Our Guarantee of the Life to Come

 

A man had spent many weeks at sea, but he had seen no land except for a rocky atoll jutting out of the water.  The provisions on the man's vessel would not last forever.  He had been told that he would reach habitable land, but when?  If only he had a sign to renew his hopes, an indication that land was somewhere ahead....

Another man was suffering from a terrible illness, wracked with pain and overwhelmed by depression.  Will God really resurrect the dead to a new life, free from sin and suffering?  Such a thing seems impossible.  This man also longed for a sign from God, a guarantee.

The first man was Noah.  Noah had been preserved through the deluge in an ark and God had promised that dry land would again emerge, a world cleansed of the terrible violence that prevailed before the deluge.  The ark had finally grounded on a mountain rock, but all around it the restless waters still rolled.  Could Noah have misunderstood?

The second man was Job.  Job knew that all things are possible with God, but from a human standpoint the resurrection seems incredible, and all the more so as generations come and go in apparently endless succession.  As Job wondered out loud about the resurrection a comparison came to his mind:  "At least there is hope for a tree:  If it is cut down, it will sprout again and its new shoots will not fail.  Its roots may grow old in the ground and its stump die in the soil, yet at the scent of water it will bud and put forth shoots like a plant.  But man dies and is laid low...man lies down and does not rise; till the heavens are no more, men will not awake or be roused from their sleep" (Job 14:7-12).

Every human family and each human being is like a tree stump in dry ground; sick, imperfect and doomed to death from the moment of birth, without any power of everlasting life.  The ancient nation of Israel and all of its families were in the same predicament, yet God promised something better for the future:  “A shoot will come up from the stump of Jesse; from his roots a Branch will bear fruit" (Isaiah 11:1).

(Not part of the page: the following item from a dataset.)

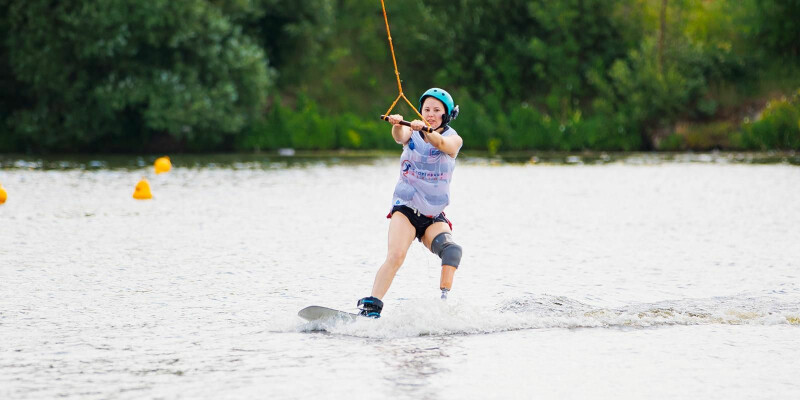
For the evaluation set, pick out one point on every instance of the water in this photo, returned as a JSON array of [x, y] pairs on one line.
[[641, 277]]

Many other scriptures liken the coming Righteous One to a young olive tree or a freshly budding leaf, sprout or branch (Psalm 52:8; Proverbs 11:28; Isaiah 53:2; Jeremiah 23:5; Zechariah 3:8).  God had given such a sign once before by causing the staff of Aaron, a piece of dead wood, miraculously to sprout fresh leaves and blossoms (Numbers 17:8).

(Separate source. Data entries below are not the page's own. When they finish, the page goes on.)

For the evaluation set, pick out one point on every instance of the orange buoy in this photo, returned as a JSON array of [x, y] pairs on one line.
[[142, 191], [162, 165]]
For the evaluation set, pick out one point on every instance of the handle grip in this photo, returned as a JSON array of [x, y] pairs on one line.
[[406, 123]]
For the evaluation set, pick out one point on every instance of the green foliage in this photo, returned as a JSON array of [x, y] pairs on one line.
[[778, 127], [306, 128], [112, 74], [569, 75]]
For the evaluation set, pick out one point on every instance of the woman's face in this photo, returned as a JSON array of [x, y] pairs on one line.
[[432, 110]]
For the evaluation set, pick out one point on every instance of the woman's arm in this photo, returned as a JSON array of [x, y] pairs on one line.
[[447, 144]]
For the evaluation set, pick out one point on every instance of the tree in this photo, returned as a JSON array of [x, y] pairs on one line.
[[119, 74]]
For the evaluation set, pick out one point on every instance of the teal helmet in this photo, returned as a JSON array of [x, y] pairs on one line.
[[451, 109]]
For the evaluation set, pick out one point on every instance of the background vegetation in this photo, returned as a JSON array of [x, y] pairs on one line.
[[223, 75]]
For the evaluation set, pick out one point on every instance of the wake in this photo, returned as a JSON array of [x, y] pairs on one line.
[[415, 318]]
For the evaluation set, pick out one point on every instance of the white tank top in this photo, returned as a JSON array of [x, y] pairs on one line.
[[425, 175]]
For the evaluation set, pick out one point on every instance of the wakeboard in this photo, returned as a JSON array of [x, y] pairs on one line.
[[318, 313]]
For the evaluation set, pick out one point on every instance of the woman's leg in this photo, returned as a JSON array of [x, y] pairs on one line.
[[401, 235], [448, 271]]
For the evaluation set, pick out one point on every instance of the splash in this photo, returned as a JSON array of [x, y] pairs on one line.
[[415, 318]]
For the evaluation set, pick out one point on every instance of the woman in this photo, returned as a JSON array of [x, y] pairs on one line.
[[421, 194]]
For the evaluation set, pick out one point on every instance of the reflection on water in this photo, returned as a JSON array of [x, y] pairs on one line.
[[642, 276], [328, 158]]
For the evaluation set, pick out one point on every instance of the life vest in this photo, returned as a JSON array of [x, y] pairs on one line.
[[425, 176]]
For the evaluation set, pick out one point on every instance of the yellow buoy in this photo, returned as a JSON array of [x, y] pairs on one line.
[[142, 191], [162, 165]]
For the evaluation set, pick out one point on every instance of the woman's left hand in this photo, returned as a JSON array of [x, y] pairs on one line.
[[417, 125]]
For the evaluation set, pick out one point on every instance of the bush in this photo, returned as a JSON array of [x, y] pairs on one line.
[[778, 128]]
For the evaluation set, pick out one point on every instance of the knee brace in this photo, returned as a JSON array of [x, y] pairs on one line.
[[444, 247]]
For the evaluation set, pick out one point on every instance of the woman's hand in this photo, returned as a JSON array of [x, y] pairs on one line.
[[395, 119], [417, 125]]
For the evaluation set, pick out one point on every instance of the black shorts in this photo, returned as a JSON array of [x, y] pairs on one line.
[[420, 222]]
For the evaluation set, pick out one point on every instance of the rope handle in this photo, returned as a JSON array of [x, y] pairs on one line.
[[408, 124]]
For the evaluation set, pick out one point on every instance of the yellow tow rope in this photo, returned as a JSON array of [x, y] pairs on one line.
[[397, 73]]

Job reasoned that a dry stump may grow again if it catches “the scent of water."  God likens His life-giving Spirit to water:  “For I will pour water on the thirsty land, and streams on the dry ground; I will pour out my Spirit on your offspring" (Isaiah 44:3).  When an angel appeared to the Israelite girl, Mary, of the family of Jesse and David, he told her that by means of God's Spirit she would bear a Son who would be the Messiah, the promised Branch (Luke 1:35).  Water had touched the stump of Jesse, and it sprouted by producing the one who is “the Resurrection and the Life" (John 11:25).  When Jesus was killed, the life-giving Spirit gave Him immortality and the power to release all who are held in the grip of death.  Paul later said that the resurrection of Jesus from the dead is our guarantee of a coming worldwide restoration, including the resurrection of all who are in the grave (Acts 17:31; 1 Corinthians 15:17-20).  Obviously the message about Christ answers the question of Job, but what does it have to do with Noah?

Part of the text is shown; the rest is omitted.